Jo Boaler, renommierte Stanford-Professorin und Lernforscherin, räumt mit diesem Mythos auf. Radikal stellt sie unsere Vorstellung von Begabung auf den Kopf: Denn die Annahme, dass Fähigkeiten eine Frage der Veranlagung seien, ist nicht nur falsch, sondern auch gefährlich. Sie hindert uns daran, Außergewöhnliches zu erreichen.
Jo Boaler gibt uns sechs Lernschlüssel zur Hand, mit denen wir, egal in welchem Fach oder auf welchem Gebiet, unser Potenzial entfalten und für uns zuvor undenkbare Leistungen erbringen können.
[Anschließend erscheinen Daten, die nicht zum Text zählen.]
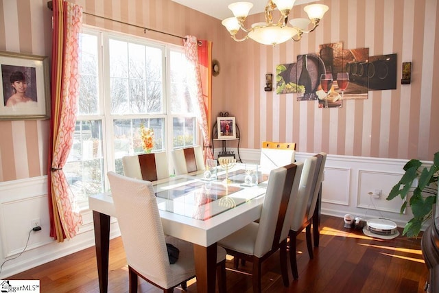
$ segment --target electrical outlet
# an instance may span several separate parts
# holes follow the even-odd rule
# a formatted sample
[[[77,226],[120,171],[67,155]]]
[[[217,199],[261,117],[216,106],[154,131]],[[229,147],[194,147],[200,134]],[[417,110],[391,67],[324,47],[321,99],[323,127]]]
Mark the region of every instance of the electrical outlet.
[[[31,228],[34,228],[35,227],[40,227],[41,224],[40,223],[40,219],[32,220],[32,221],[30,221]]]
[[[381,194],[383,194],[383,190],[381,189],[375,189],[375,192],[372,195],[374,198],[381,198]]]

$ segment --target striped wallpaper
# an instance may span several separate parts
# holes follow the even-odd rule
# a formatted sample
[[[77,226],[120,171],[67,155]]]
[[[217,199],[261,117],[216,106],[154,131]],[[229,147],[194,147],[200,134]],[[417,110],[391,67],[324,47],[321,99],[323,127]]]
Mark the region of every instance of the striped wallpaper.
[[[300,42],[274,47],[252,40],[225,43],[233,68],[225,73],[230,78],[220,96],[229,99],[222,106],[237,117],[244,148],[259,148],[261,141],[271,140],[298,143],[299,152],[432,160],[439,151],[439,99],[434,98],[439,92],[438,1],[320,2],[330,10]],[[294,9],[294,16],[305,17],[301,10]],[[397,89],[369,91],[368,99],[346,100],[343,108],[330,109],[298,102],[293,94],[264,92],[265,74],[275,74],[277,65],[339,41],[344,49],[369,48],[370,56],[396,54]],[[408,61],[412,84],[401,85],[402,62]]]
[[[265,0],[260,0],[264,1]],[[322,0],[328,5],[319,27],[298,43],[274,47],[252,40],[236,43],[220,21],[170,0],[71,1],[85,12],[178,36],[213,43],[220,74],[213,78],[212,116],[236,116],[241,147],[259,148],[265,140],[292,141],[299,152],[431,160],[439,150],[439,5],[437,0]],[[294,17],[305,17],[303,5]],[[0,1],[0,50],[51,56],[51,12],[47,0]],[[249,21],[263,19],[261,14]],[[160,41],[179,38],[84,16],[86,25]],[[346,100],[342,108],[321,109],[292,94],[265,92],[265,74],[320,44],[341,41],[345,49],[369,48],[370,56],[397,54],[397,89],[369,92],[368,99]],[[412,62],[412,84],[401,85],[402,62]],[[0,182],[47,174],[49,121],[0,121]],[[233,145],[232,145],[233,146]]]

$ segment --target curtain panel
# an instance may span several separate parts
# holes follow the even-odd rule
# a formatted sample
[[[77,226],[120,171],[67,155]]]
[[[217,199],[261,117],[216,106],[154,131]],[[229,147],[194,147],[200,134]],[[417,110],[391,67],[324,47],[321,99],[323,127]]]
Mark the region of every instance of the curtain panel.
[[[82,219],[73,207],[62,167],[73,144],[79,95],[79,32],[82,8],[54,0],[51,68],[51,120],[49,148],[48,198],[50,236],[58,242],[73,237]]]
[[[213,159],[211,146],[211,110],[212,100],[212,42],[198,40],[185,36],[183,41],[189,60],[187,79],[192,104],[203,138],[204,161]]]

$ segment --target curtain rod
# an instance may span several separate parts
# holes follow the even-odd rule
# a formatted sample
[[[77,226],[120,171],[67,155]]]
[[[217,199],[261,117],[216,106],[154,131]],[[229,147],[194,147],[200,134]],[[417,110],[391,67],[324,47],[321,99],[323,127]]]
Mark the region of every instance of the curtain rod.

Wenn wir lernen, neu zu denken, ändert sich auch unser Selbstbild und die Art, wie wir mit unserer Umwelt interagieren. Zudem zeigt sie, wie wichtig positiv verstärkende Botschaften sind - egal, ob wir sie als Lernende, Lehrende, Eltern oder im Arbeitsleben empfangen.
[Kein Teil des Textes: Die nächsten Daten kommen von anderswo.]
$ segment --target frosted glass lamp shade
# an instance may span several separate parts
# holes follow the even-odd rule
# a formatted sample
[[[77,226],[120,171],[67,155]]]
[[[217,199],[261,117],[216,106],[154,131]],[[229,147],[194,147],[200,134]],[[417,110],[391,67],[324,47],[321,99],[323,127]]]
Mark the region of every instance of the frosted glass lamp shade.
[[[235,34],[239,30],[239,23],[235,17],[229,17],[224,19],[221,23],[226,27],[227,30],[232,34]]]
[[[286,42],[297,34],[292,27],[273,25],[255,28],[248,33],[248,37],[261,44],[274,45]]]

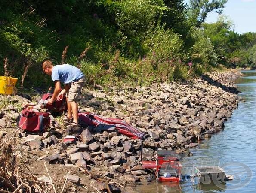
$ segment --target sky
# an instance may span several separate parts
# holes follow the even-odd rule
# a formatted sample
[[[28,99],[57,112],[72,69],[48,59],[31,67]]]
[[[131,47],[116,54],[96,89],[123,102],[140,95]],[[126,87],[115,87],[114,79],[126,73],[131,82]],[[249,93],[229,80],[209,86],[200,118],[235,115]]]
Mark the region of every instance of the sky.
[[[256,0],[228,0],[222,14],[233,22],[235,32],[241,34],[256,32]],[[217,13],[210,13],[206,22],[215,22],[218,17]]]
[[[228,0],[222,14],[233,21],[236,32],[256,32],[256,0]],[[216,13],[210,13],[206,22],[216,21],[218,15]]]

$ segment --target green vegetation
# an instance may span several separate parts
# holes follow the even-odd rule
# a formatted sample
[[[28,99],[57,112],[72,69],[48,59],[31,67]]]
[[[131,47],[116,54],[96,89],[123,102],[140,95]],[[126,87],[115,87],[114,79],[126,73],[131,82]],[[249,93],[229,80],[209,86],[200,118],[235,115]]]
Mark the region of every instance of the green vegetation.
[[[0,2],[0,75],[46,88],[46,58],[79,67],[90,86],[186,79],[207,71],[256,67],[256,33],[236,33],[226,0],[17,0]],[[68,45],[65,51],[66,46]],[[189,65],[188,65],[189,64]]]

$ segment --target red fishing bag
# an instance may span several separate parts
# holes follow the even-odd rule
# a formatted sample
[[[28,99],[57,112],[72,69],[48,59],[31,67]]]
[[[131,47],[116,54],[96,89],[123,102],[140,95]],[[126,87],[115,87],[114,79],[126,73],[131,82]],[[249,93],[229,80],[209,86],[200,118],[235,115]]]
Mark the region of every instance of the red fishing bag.
[[[89,125],[96,127],[99,125],[115,127],[117,131],[132,139],[143,139],[144,133],[123,120],[113,118],[105,118],[89,112],[78,114],[78,119],[83,127]]]
[[[18,127],[30,132],[47,130],[50,126],[50,118],[46,112],[34,112],[32,110],[22,111],[18,118]]]
[[[44,94],[42,96],[42,100],[48,100],[52,97],[52,95],[50,93]],[[55,112],[61,112],[66,110],[66,97],[64,96],[60,96],[57,97],[55,101],[52,105],[46,103],[44,107],[48,110],[51,110]]]
[[[57,97],[52,104],[47,104],[48,100],[52,98],[54,92],[54,87],[51,87],[48,92],[42,96],[42,99],[38,103],[43,105],[43,106],[46,109],[54,112],[66,111],[67,103],[65,96],[60,96]]]

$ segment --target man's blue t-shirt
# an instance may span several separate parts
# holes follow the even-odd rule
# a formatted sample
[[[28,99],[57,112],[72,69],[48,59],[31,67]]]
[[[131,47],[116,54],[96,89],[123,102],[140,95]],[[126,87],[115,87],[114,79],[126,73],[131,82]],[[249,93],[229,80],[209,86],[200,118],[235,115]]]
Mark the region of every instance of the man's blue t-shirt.
[[[72,81],[78,80],[83,76],[81,70],[69,64],[56,65],[52,68],[52,79],[53,81],[59,80],[63,83],[68,84]]]

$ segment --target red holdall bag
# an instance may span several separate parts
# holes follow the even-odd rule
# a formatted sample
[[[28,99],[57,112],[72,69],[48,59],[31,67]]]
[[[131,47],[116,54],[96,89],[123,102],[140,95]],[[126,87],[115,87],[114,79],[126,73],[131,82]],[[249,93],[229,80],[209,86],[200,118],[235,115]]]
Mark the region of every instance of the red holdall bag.
[[[45,131],[50,126],[50,118],[46,112],[24,109],[18,118],[18,127],[30,132]]]
[[[39,103],[43,104],[46,109],[52,110],[54,112],[66,111],[67,110],[67,105],[65,96],[59,96],[55,99],[55,101],[52,104],[48,104],[48,100],[52,98],[54,91],[54,87],[50,87],[47,93],[42,96],[42,99],[41,99]]]

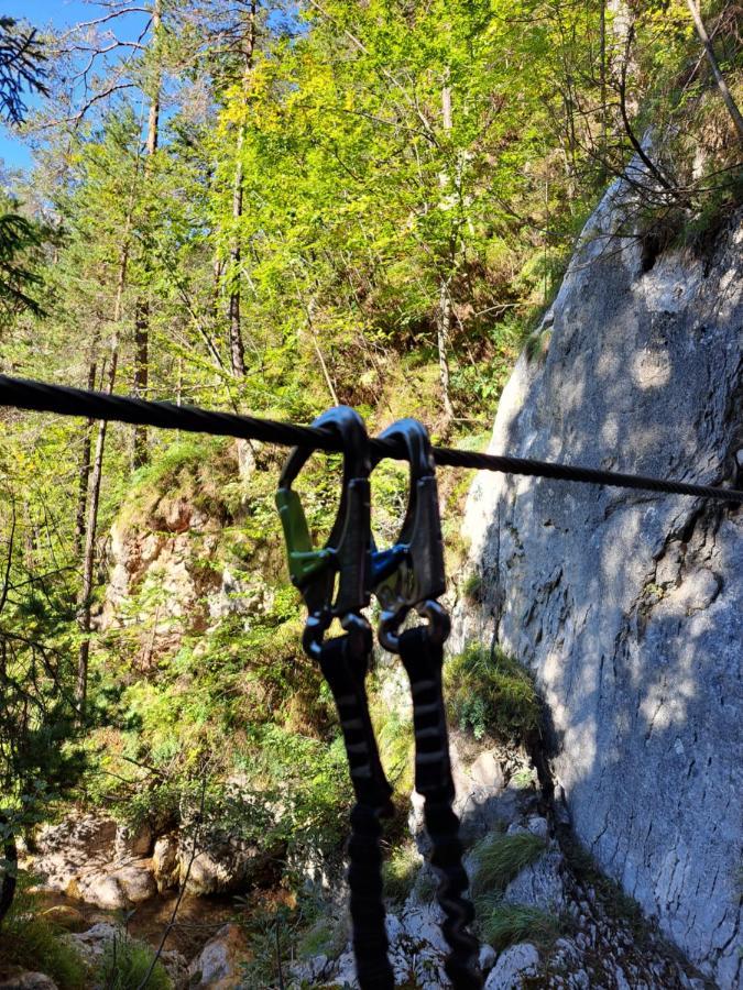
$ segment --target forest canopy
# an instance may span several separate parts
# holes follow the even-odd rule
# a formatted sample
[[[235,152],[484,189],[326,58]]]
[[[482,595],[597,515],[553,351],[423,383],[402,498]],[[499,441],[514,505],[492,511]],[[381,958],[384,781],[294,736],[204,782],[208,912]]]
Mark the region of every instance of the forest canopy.
[[[34,154],[0,194],[3,373],[302,422],[345,403],[477,446],[610,183],[633,188],[615,233],[649,264],[743,197],[735,2],[89,8],[64,29],[0,18],[0,109]],[[293,780],[283,842],[332,833],[338,732],[296,656],[276,455],[177,441],[2,410],[8,860],[70,795],[133,807],[144,787],[177,815],[207,765]],[[390,514],[396,498],[380,493]],[[112,631],[116,532],[177,531],[178,499],[219,520],[271,605],[176,636],[147,585]],[[330,503],[318,479],[314,524]],[[216,551],[194,552],[206,586]]]

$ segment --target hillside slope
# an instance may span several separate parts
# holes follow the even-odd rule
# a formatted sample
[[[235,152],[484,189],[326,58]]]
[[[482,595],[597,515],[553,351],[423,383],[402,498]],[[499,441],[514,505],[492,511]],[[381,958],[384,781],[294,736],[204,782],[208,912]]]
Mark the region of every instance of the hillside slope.
[[[615,184],[589,221],[491,450],[731,483],[741,215],[658,254],[653,231],[612,237],[627,196]],[[466,531],[481,601],[460,604],[456,645],[495,639],[534,671],[578,836],[720,987],[741,986],[743,514],[482,474]]]

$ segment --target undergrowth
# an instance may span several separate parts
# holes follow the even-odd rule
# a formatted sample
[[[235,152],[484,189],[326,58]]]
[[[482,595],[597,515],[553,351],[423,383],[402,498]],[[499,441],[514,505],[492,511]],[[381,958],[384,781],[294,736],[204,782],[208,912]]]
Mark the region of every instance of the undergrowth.
[[[383,867],[385,898],[394,904],[402,904],[407,900],[420,866],[420,854],[412,843],[393,849]]]
[[[445,668],[454,722],[476,739],[524,741],[538,729],[539,701],[524,668],[500,649],[469,642]]]
[[[517,832],[514,835],[485,836],[473,849],[477,869],[472,892],[502,893],[509,883],[546,849],[538,835]]]
[[[139,990],[150,971],[154,952],[127,937],[106,944],[96,968],[96,982],[106,990]],[[172,990],[173,981],[162,963],[155,963],[146,981],[147,990]]]
[[[560,920],[546,911],[525,904],[504,904],[495,899],[480,900],[478,915],[483,939],[499,952],[520,942],[546,949],[562,931]]]
[[[79,990],[85,986],[85,964],[62,937],[64,934],[41,913],[31,879],[21,873],[13,904],[0,928],[0,965],[42,971],[59,990]]]

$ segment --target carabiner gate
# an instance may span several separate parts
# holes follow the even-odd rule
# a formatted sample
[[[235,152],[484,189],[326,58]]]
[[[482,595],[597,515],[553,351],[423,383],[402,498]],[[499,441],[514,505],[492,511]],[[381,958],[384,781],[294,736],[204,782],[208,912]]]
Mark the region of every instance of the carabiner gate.
[[[325,631],[335,617],[347,631],[364,637],[369,624],[359,614],[369,604],[371,542],[369,437],[363,420],[348,406],[319,416],[314,427],[338,433],[343,448],[343,482],[336,521],[325,547],[315,548],[299,495],[292,484],[312,450],[296,447],[278,479],[276,507],[284,529],[292,583],[307,605],[305,651],[317,658]]]
[[[429,635],[444,642],[450,622],[436,602],[446,590],[438,487],[428,430],[417,419],[401,419],[380,440],[404,443],[411,465],[409,498],[394,547],[372,553],[372,585],[382,615],[380,644],[398,652],[397,631],[415,608],[428,618]]]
»Jo Boaler gehört zu den außergewöhnlich guten Pädagoginnen, die nicht nur das Geheimnis guten Unterrichts kennen, sondern auch wissen, wie man diese Kenntnisse weitergibt.«
CAROL DWECK, Autorin des Weltbestsellers »Selbstbild«
»Wenn Menschen, die unter Mathematikangst leiden, mit Zahlen in Berührung kommen, dann wird das Angstzentrum ihres Gehirns aktiviert - dasselbe Angstzentrum, das aktiv wird, wenn wir Schlangen oder Spinnen sehen. Sobald jedoch das Angstzentrum in Aktion tritt, wird die Aktivität in denjenigen Hirnregionen schwächer, die für die Problemlösung zuständig sind. Kein Wunder, dass so viele Menschen schlecht in Mathematik sind: Wenn ihre Ängste geweckt werden, kommt ihr Gehirn ins Straucheln. Angst sabotiert unser Denken, egal, durch welches Fach oder Thema sie geweckt wird. Daher ist es so wichtig, Lernenden eine andere Wahrnehmung ihrer Fähigkeiten zu vermitteln und in Familien und Lehreinrichtungen mit allem aufzuräumen, was solche Ängste weckt.«
»Was Sie suchen, liegt jenseits der Angst. Lassen Sie uns nun darüber nachdenken, wie wir unsere Angst hinter uns lassen und unser Potenzial entfalten können, um das zu werden, was wir sein wollen.«
JO BOALER begann ihre Karriere als Mathematiklehrerin der Sekundarstufe, ehe sie am Londoner King's College promovierte. Heute ist sie Professorin für Mathematikdidaktik an der Stanford University und engagiert sich mit ihrer Plattform YouCubed für den Einsatz von Visualisierungen in Schulen und Ausbildungseinrichtungen. Darüber hinaus berät sie Bildungseinrichtungen im Silicon Valley und hält Vorträge zu neuen Lehrmethoden für das beste mentale Wachstum. Ihr YouTube-Video »How you can be good at math, and other surprising facts about learning« begeisterte bisher über eine Million Zuschauer. Kürzlich wurde sie von der BBC zu einem der führenden Köpfe erklärt, die »der Bildung ein neues Gesicht geben«.
EINLEITUNG
DIE SECHS SCHLÜSSEL
An einem sonnigen Tag blieb ich auf dem Weg zum San-Diego-Museum stehen, um das Spiel der Sonnenstrahlen zwischen den Säulen zu bewundern. Vor einem Ärzteplenum sollte ich meine neuesten Erkenntnisse über das Lernen präsentieren, und als ich die Treppen zum Auditorium hinaufstieg, verspürte ich einen Anflug von Lampenfieber. Ich halte oft Vorträge vor Lehrern und Eltern, doch ich hatte keine Ahnung, wie dieses für mich ungewohnte Publikum meine Entdeckungen aufnehmen würde.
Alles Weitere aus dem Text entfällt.